Ce sera une deuxième pandémie. Pour le moment, ce n’est pas très visible, car les gens sont enfermés et inquiets pour leur survie. Mais la question de la santé mentale est susceptible de devenir de plus en plus importante.
La guerre contre le coronavirus s’accompagne de ses paradoxes, portés par un message fort des autorités pour assurer la sécurité de la population en appelant à la distanciation physique. Le problème est qu’en insistant sur l’évitement social à des fins de santé, sur le danger de rencontre, sur l’impossibilité d’embrasser des êtres chers, ce discours renforce aussi la croyance en un monde dangereux, alimente la peur et, dans les cas extrêmes, conduit à la morbidité. .

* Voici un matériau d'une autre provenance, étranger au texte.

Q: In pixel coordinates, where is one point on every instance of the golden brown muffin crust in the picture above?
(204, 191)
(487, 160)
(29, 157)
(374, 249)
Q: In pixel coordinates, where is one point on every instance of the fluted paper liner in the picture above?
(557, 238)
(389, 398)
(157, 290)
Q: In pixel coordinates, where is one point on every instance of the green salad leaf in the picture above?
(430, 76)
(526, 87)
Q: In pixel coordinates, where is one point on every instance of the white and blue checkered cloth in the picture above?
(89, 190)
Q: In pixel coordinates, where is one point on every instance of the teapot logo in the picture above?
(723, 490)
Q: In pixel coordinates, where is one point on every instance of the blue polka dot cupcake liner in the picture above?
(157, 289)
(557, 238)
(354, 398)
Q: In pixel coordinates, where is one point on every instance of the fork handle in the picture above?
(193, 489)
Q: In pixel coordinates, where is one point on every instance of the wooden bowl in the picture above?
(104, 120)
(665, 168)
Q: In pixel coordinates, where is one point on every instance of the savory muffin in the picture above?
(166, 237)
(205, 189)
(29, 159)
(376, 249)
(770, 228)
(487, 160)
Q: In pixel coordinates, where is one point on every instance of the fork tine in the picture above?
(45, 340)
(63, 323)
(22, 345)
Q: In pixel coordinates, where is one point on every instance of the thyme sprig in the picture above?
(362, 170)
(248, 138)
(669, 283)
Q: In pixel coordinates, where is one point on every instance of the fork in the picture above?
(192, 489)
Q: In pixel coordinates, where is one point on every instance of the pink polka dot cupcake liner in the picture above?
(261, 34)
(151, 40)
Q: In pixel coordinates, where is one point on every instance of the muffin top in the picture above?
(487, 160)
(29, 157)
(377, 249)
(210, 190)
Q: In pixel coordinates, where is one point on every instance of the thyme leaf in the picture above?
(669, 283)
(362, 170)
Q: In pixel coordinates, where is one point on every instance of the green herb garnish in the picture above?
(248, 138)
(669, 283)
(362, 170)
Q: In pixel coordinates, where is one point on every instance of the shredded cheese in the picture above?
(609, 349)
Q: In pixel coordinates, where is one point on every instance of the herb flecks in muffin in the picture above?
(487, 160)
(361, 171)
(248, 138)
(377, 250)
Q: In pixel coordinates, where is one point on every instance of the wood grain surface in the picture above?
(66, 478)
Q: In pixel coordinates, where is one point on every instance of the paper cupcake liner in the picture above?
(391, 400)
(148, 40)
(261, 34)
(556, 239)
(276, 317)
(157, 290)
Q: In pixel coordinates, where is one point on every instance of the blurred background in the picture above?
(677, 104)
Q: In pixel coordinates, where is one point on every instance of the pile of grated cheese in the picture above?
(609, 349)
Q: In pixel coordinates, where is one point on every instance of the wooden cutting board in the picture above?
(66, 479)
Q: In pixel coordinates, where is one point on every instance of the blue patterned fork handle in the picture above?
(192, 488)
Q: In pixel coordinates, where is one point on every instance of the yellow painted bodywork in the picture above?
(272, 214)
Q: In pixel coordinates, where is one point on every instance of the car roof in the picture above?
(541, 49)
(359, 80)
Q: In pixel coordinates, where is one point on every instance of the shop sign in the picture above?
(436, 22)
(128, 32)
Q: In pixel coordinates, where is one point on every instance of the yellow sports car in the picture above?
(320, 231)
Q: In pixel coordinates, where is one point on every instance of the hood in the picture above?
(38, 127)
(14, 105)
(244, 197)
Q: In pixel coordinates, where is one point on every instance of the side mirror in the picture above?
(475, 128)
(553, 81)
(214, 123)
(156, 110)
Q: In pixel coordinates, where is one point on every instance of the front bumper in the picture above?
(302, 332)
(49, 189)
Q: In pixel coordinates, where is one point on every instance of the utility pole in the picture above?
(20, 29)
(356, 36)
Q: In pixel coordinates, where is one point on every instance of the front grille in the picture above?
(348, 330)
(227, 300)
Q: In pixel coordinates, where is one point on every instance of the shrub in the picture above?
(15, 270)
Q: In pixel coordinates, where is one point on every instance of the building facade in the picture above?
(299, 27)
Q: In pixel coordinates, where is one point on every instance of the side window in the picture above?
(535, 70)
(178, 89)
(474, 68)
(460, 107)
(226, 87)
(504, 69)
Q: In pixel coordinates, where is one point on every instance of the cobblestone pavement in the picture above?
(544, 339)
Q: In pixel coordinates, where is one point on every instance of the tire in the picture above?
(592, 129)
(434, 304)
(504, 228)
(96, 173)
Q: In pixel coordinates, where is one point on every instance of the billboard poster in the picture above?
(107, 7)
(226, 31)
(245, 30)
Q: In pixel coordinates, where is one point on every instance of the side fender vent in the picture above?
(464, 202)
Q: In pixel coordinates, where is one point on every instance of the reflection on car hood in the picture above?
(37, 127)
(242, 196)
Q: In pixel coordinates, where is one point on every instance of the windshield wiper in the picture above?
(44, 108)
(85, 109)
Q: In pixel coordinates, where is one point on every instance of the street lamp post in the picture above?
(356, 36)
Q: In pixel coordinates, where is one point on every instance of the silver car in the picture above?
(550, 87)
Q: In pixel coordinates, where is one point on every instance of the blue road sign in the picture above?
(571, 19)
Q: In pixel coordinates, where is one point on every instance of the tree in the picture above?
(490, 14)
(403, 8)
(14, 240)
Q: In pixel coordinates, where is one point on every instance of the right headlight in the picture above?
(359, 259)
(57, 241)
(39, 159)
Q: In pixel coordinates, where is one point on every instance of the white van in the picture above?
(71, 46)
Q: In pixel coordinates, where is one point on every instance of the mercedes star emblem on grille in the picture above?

« Il est normal dans les circonstances que plus de personnes souffrent de troubles anxieux, dont l’agoraphobie en fait partie, explique M. Langlois. Nous verrons occasionnellement apparaître des cas qui finiront par revenir à la normale avec le temps. Mais il est clair que des ressources seront nécessaires dans les mois à venir pour aider les gens à trouver un équilibre dans cette situation exceptionnelle. » Équilibre entre garder ses distances pour ne pas mettre en danger la santé publique et éviter l’écueil d’un isolement partiel ou total.
Apprivoiser l’incertitude
Après la première réponse radicale pour limiter les dégâts du coronavirus, l’enjeu est désormais d’apprendre à vivre avec l’envahisseur tout en restant en bonne santé, estiment les spécialistes de la santé mentale et de la gestion des risques. Voir l’article : « Les gens ne se soignent pas » : la Mayenne manque de dentistes.
Au Québec, les mesures prises jusqu’à présent font que le coronavirus a jusqu’à présent été moins meurtrier que les suicides, les néphrites ou le diabète. Le 13 avril, donc, le scénario le plus optimiste du gouvernement en ferait la huitième cause de décès le 7 mai, avec des décès inférieurs au nombre annuel dus à la maladie d’Alzheimer, aux accidents ou à la grippe saisonnière. Le pire scénario placerait la COVID-19 au troisième rang des causes de décès au Québec, juste derrière le cancer et les maladies cardiaques.
« Pour que les gens réagissent au mieux, ils doivent connaître l’ampleur des risques et la meilleure façon de les gérer », déclare Fischhoff. Cependant, ces informations sont difficiles d’accès et parfois même contradictoires. Un phénomène qui, selon lui, est également difficile à éviter en raison du caractère évolutif des connaissances qui se construisent en temps réel sur ce virus, ses cibles favorites ou les prédispositions sanitaires, environnementales ou sociales qui amplifient les effets meurtriers de le virus .
Face à l’incompréhension, à l’incohérence ou à la complexité qui accompagne cette menace, « certaines personnes préféreraient rester confinées car c’est humainement plus facile pour elles, alors qu’une meilleure information pourrait les libérer et les aider à mieux vivre ». une autre.